Subhamoy Pal{ddagger}, Raymond J. St. Leger§, and Louisa P. Wu{ddagger}1

From the {ddagger}Center for Biosystems Research, University of Maryland Biotechnology Institute and §Department of Entomology, University of Maryland, College Park, Maryland 20742

Destruxins are a class of insecticidal, anti-viral, and phytotoxic cyclic depsipeptides that are also studied for their toxicity to cancer cells. They are produced by various fungi, and a direct relationship has been established between Destruxin production and the virulence of the entomopathogen Metarhizium anisopliae. Aside from opening calcium channels, their in vivo mode of action during pathogenesis remains largely uncharacterized. To better understand the effects of a Destruxin, we looked at changes in gene expression following injection of Destruxin A into the fruit fly Drosophila melanogaster. Microarray results revealed reduced expression of various antimicrobial peptides that play a major role in the humoral immune response of the fly.
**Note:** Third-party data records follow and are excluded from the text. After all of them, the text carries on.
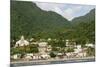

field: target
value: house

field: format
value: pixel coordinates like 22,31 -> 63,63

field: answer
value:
11,54 -> 21,59
85,43 -> 95,48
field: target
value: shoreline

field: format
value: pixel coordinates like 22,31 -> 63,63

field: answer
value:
10,57 -> 95,67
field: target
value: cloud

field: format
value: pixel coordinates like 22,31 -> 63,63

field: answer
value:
35,2 -> 95,20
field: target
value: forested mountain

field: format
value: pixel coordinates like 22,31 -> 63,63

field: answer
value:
71,9 -> 95,43
11,1 -> 95,44
11,1 -> 70,38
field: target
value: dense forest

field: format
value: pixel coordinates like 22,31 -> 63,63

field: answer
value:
11,1 -> 95,44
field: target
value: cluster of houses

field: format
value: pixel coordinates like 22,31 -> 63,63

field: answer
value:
11,36 -> 95,60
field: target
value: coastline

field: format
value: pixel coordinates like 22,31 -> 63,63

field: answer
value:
10,57 -> 95,67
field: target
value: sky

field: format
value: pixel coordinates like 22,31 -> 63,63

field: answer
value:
35,2 -> 95,21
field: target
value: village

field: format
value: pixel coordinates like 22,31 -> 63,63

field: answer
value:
11,36 -> 95,62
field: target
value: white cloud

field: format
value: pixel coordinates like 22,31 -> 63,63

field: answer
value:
35,2 -> 94,20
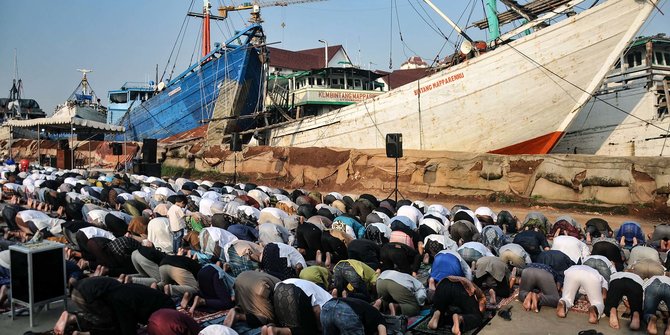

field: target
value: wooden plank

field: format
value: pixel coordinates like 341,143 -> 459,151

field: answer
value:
472,0 -> 570,29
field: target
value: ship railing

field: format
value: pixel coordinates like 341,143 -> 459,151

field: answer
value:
597,66 -> 670,94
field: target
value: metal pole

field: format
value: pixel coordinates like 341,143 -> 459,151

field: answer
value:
233,151 -> 237,185
37,125 -> 42,166
395,155 -> 398,204
123,132 -> 130,174
7,126 -> 13,158
70,121 -> 74,169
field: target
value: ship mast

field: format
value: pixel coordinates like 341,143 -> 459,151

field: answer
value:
202,0 -> 212,57
77,69 -> 93,95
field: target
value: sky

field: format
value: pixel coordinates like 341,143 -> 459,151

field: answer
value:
0,0 -> 670,114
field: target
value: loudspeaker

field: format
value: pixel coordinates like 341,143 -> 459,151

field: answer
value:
142,138 -> 158,163
386,133 -> 402,158
9,242 -> 67,305
112,143 -> 123,156
58,140 -> 70,150
140,163 -> 161,178
230,133 -> 242,151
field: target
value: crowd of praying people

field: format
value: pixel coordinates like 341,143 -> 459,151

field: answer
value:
0,167 -> 670,335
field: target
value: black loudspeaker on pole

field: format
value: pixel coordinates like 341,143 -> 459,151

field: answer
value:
386,133 -> 405,203
112,143 -> 123,156
230,133 -> 242,184
142,138 -> 158,164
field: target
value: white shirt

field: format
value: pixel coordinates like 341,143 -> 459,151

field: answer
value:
275,243 -> 307,269
168,205 -> 186,232
642,276 -> 670,290
377,270 -> 426,306
396,205 -> 423,228
610,271 -> 644,286
79,227 -> 116,240
86,209 -> 109,226
565,265 -> 609,292
282,278 -> 333,307
423,234 -> 458,251
498,243 -> 533,264
458,242 -> 493,256
198,198 -> 215,216
551,235 -> 591,264
147,218 -> 172,253
198,325 -> 239,335
419,218 -> 449,234
584,255 -> 616,280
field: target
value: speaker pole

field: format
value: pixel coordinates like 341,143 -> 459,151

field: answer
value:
233,151 -> 237,185
393,157 -> 398,204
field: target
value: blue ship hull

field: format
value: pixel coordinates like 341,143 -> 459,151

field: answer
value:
116,25 -> 264,141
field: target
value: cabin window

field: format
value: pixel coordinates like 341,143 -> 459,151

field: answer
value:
130,91 -> 142,101
109,92 -> 128,104
652,51 -> 665,65
626,51 -> 642,68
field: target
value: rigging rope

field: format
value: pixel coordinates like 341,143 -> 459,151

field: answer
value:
507,44 -> 669,133
389,0 -> 393,70
162,0 -> 195,85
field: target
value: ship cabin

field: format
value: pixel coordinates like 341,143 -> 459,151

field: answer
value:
107,82 -> 156,124
596,34 -> 670,118
266,67 -> 385,118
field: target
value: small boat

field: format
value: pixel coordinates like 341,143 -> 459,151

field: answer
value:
109,1 -> 266,143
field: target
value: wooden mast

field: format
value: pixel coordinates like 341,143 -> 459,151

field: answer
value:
202,0 -> 212,57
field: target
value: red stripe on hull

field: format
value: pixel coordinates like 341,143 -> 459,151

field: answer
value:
489,131 -> 563,155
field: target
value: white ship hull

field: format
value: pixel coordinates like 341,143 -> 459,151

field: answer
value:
552,86 -> 670,157
269,0 -> 657,154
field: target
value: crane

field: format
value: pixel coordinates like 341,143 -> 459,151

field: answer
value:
218,0 -> 326,23
188,0 -> 326,57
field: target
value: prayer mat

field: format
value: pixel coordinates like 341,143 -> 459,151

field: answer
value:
177,307 -> 228,328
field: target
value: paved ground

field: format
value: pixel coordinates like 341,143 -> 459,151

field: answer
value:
0,301 -> 67,335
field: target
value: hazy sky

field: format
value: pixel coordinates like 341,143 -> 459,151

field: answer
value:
0,0 -> 670,114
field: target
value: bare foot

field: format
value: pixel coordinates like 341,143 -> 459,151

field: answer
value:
188,295 -> 205,315
556,300 -> 568,318
489,289 -> 497,305
647,315 -> 658,335
324,252 -> 330,269
523,292 -> 533,312
314,250 -> 323,266
389,302 -> 395,315
223,308 -> 237,327
428,311 -> 440,329
630,312 -> 644,331
54,311 -> 76,335
451,314 -> 461,335
647,315 -> 658,335
589,306 -> 600,324
372,299 -> 382,311
179,292 -> 192,309
610,307 -> 619,329
428,277 -> 437,291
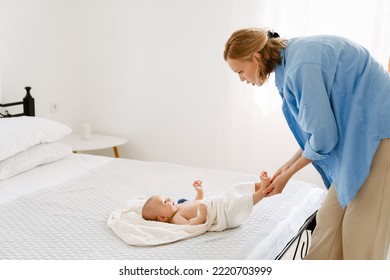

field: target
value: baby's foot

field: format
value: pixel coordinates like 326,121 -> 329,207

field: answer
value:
260,171 -> 271,190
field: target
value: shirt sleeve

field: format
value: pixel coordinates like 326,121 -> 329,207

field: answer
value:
286,64 -> 339,160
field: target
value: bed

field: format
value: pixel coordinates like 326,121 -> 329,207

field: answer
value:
0,88 -> 325,260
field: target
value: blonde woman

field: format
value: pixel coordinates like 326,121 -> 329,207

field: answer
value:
224,28 -> 390,259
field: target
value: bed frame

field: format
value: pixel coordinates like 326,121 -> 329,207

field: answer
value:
0,87 -> 317,260
0,87 -> 35,118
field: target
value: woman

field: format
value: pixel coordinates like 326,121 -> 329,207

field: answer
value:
224,28 -> 390,259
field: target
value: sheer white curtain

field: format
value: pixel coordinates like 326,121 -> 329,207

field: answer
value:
217,0 -> 390,184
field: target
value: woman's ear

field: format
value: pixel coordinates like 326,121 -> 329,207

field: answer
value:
252,52 -> 260,63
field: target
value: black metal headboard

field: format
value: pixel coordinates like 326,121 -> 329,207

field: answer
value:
0,87 -> 35,118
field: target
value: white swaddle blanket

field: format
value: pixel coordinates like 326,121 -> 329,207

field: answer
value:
107,182 -> 255,246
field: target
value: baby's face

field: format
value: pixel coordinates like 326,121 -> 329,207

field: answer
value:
152,195 -> 179,219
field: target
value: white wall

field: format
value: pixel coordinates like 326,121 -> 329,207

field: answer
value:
0,0 -> 230,171
0,0 -> 362,188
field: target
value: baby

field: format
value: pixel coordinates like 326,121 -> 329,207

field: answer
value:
142,171 -> 271,225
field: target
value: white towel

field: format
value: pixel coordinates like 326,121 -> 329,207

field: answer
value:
107,182 -> 255,246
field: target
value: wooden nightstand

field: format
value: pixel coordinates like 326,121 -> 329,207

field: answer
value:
61,134 -> 127,158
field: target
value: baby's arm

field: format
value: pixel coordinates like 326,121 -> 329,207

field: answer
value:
188,203 -> 207,226
171,204 -> 207,226
192,180 -> 204,200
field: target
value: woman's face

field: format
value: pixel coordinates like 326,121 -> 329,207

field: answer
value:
227,56 -> 263,86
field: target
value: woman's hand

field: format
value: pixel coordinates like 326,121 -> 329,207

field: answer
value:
263,172 -> 290,197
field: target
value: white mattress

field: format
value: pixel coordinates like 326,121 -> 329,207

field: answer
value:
0,154 -> 325,260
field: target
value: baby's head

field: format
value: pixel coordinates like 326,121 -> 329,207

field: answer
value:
142,195 -> 179,223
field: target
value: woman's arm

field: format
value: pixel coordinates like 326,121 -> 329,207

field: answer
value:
271,149 -> 302,182
264,155 -> 312,196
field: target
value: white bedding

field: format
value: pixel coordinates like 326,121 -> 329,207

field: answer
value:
0,154 -> 325,259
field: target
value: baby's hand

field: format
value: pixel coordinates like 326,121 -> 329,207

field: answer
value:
199,203 -> 207,216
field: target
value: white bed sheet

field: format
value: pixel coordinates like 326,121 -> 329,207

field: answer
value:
0,154 -> 113,204
0,154 -> 325,259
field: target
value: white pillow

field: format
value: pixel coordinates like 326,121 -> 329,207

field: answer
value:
0,116 -> 72,160
0,142 -> 72,180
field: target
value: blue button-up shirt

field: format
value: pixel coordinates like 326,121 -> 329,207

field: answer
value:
275,36 -> 390,207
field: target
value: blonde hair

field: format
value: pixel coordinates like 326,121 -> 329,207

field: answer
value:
223,28 -> 287,80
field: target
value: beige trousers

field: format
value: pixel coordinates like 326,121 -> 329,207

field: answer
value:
306,139 -> 390,260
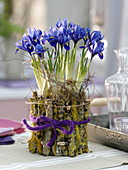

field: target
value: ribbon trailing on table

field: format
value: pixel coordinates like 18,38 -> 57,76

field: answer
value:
23,115 -> 90,147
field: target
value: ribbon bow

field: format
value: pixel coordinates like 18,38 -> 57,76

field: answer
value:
23,116 -> 90,147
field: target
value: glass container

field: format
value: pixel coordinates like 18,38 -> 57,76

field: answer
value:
105,48 -> 128,130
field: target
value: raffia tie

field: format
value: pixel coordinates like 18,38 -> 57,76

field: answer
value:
23,115 -> 90,147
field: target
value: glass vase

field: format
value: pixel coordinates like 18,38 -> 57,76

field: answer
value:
105,48 -> 128,130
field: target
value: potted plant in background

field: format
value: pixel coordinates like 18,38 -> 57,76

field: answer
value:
16,19 -> 104,156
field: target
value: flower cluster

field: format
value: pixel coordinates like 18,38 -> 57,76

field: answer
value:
16,19 -> 104,95
16,19 -> 104,59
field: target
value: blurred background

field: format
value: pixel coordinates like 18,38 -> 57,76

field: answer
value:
0,0 -> 128,120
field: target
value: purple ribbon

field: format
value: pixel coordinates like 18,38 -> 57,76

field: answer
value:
23,115 -> 90,147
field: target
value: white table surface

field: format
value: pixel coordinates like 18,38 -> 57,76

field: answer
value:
0,132 -> 128,170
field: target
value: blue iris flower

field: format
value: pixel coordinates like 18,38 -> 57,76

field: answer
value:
27,28 -> 43,46
16,34 -> 34,54
56,18 -> 69,29
35,44 -> 46,57
69,23 -> 86,45
80,29 -> 104,60
44,25 -> 71,50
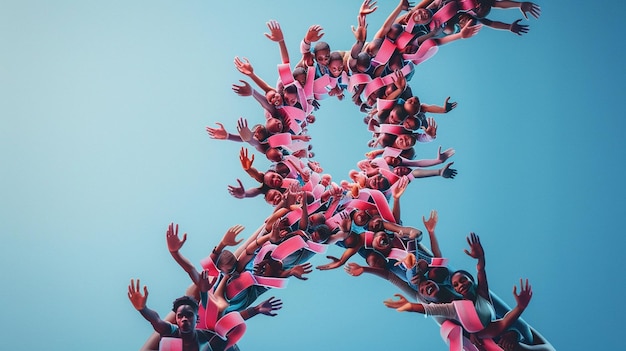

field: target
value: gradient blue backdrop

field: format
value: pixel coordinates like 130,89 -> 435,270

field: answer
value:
0,0 -> 626,351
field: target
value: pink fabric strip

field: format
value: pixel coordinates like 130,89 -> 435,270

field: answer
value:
281,106 -> 306,122
267,133 -> 291,147
254,275 -> 289,289
372,38 -> 396,65
254,242 -> 277,266
198,299 -> 219,330
281,178 -> 300,189
428,1 -> 459,31
272,235 -> 306,262
387,248 -> 409,261
378,168 -> 400,186
348,73 -> 372,92
159,337 -> 183,351
305,240 -> 328,254
382,146 -> 402,157
200,256 -> 220,277
439,320 -> 463,351
428,257 -> 448,267
403,39 -> 439,65
376,99 -> 396,111
304,67 -> 315,99
363,77 -> 385,98
452,300 -> 485,333
396,31 -> 415,50
363,231 -> 374,249
366,189 -> 396,223
278,63 -> 295,86
380,124 -> 406,135
286,208 -> 302,226
226,271 -> 255,300
215,311 -> 246,350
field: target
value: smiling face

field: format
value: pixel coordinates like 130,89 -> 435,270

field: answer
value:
450,273 -> 474,298
394,134 -> 416,150
413,8 -> 432,24
265,90 -> 283,106
315,49 -> 330,66
372,231 -> 391,253
365,173 -> 391,191
265,189 -> 283,207
176,305 -> 196,334
418,280 -> 439,301
263,171 -> 283,189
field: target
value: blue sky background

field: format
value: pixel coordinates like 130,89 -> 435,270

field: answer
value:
0,0 -> 626,351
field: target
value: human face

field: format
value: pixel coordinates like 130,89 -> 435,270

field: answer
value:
418,280 -> 439,299
393,166 -> 411,177
450,273 -> 474,297
387,108 -> 404,124
265,118 -> 283,134
328,60 -> 343,78
263,172 -> 283,189
352,210 -> 370,227
367,216 -> 385,232
315,49 -> 330,66
320,174 -> 332,186
293,73 -> 306,87
265,189 -> 283,206
365,173 -> 389,191
402,116 -> 420,130
176,305 -> 196,334
283,92 -> 298,106
413,8 -> 431,24
404,96 -> 422,115
372,232 -> 391,253
265,90 -> 283,106
394,134 -> 415,150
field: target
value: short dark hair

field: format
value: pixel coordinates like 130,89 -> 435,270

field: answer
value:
172,296 -> 198,313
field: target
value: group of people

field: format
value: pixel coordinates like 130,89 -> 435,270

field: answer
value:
128,0 -> 551,350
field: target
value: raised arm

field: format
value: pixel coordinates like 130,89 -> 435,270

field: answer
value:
165,223 -> 200,285
210,224 -> 245,262
463,233 -> 491,301
400,146 -> 455,167
477,279 -> 533,338
264,20 -> 289,63
422,210 -> 443,257
234,56 -> 275,93
128,279 -> 171,334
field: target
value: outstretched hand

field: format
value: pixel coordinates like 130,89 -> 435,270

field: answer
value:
165,223 -> 187,252
239,147 -> 254,171
463,232 -> 485,259
422,210 -> 439,233
509,18 -> 529,35
513,279 -> 533,309
128,279 -> 148,311
222,224 -> 246,246
256,296 -> 283,317
290,262 -> 313,280
443,96 -> 457,113
383,294 -> 411,311
236,117 -> 253,142
343,262 -> 364,277
519,1 -> 541,19
439,162 -> 457,179
437,146 -> 456,163
206,122 -> 228,140
234,56 -> 254,76
228,179 -> 246,199
232,80 -> 252,96
304,24 -> 324,43
263,20 -> 284,41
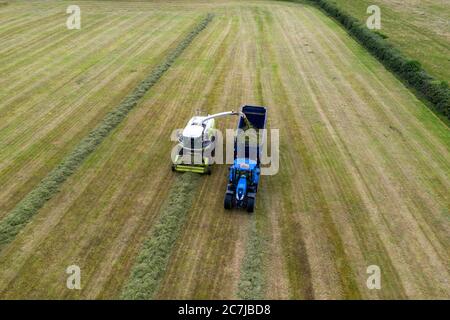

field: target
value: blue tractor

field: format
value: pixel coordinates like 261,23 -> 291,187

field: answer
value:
224,105 -> 267,213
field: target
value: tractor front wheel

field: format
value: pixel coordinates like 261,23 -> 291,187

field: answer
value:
223,194 -> 233,210
247,198 -> 255,213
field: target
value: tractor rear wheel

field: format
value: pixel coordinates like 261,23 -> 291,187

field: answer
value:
223,194 -> 233,210
247,198 -> 255,213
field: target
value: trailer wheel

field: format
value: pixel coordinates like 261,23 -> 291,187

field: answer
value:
247,198 -> 255,213
223,194 -> 233,210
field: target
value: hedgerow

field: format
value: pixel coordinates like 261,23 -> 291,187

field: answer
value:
0,14 -> 213,249
121,173 -> 200,300
294,0 -> 450,119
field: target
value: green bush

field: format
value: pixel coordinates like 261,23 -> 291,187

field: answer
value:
121,173 -> 200,300
302,0 -> 450,119
0,14 -> 213,250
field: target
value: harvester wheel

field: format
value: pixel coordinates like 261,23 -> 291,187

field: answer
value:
224,194 -> 233,210
247,198 -> 255,213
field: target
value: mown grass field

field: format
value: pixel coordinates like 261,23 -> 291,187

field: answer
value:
335,0 -> 450,81
0,1 -> 450,299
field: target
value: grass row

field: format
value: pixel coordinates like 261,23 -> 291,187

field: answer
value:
237,210 -> 269,300
294,0 -> 450,120
121,172 -> 200,300
0,14 -> 213,250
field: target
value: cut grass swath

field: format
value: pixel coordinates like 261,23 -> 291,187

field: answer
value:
122,172 -> 200,299
237,212 -> 268,300
0,14 -> 213,250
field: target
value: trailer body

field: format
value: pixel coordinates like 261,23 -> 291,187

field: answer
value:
224,105 -> 267,212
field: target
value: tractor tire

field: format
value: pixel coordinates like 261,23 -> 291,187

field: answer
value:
223,194 -> 233,210
247,198 -> 255,213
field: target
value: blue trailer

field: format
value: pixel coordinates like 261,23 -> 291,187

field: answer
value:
224,105 -> 267,212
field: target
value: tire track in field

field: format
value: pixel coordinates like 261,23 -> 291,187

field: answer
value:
157,11 -> 251,299
250,7 -> 314,299
0,12 -> 215,297
276,5 -> 448,298
298,5 -> 448,296
3,13 -> 192,218
0,15 -> 212,255
262,6 -> 359,297
278,5 -> 412,298
0,12 -> 111,73
278,5 -> 404,298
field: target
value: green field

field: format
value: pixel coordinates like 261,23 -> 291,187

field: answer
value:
0,0 -> 450,299
335,0 -> 450,82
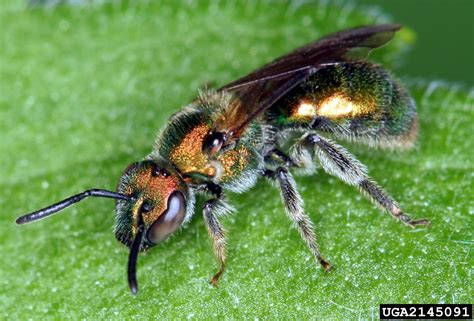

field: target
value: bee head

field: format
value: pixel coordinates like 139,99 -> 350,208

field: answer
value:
16,156 -> 194,294
115,160 -> 187,251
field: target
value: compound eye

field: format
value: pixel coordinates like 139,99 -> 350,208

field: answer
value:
202,132 -> 225,156
147,192 -> 186,244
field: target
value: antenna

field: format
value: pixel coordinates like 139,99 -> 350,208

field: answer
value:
15,189 -> 134,225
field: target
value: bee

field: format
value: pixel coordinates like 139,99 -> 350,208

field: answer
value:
16,24 -> 429,294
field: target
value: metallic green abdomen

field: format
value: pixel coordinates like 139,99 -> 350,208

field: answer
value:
267,62 -> 417,147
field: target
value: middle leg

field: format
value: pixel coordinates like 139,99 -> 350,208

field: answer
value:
264,167 -> 331,271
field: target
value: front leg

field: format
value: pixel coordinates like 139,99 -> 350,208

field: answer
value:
203,184 -> 230,287
264,167 -> 331,271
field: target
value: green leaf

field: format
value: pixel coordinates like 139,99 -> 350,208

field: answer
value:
0,1 -> 474,320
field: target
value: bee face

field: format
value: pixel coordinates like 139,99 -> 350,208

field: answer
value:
115,160 -> 187,250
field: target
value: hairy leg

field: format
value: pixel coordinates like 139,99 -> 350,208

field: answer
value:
203,184 -> 230,287
264,167 -> 331,271
294,134 -> 429,227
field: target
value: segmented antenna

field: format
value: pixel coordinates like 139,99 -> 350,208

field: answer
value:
15,189 -> 134,225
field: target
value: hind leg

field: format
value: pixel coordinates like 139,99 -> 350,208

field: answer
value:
292,134 -> 430,227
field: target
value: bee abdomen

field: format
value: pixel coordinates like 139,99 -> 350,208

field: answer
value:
267,62 -> 418,148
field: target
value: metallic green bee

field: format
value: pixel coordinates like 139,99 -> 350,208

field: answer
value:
16,25 -> 429,294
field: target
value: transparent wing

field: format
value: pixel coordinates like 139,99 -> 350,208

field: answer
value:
215,24 -> 400,139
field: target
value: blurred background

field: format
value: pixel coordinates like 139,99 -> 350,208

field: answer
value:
362,0 -> 474,86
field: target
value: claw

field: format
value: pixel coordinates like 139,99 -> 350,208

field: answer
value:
209,269 -> 224,288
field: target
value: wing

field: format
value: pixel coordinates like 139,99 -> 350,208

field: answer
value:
215,24 -> 400,140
Flies co-injected with a non-lethal dose of Destruxin A and the normally innocuous Gram-negative bacteria Escherichia coli, showed increased mortality and an accompanying increase in bacterial titers. Mortality due to sepsis was rescued through ectopic activation of components in the IMD pathway, one of two signal transduction pathways that are responsible for antimicrobial peptide induction. These results demonstrate a novel role for Destruxin A in specific suppression of the humoral immune response in insects.


Received for publication, June 21, 2006 , and in revised form, December 21, 2006.

The amino acid sequence of this protein can be accessed through NCBI Protein Database under NCBI accession number GSE5767 [NCBI GEO] .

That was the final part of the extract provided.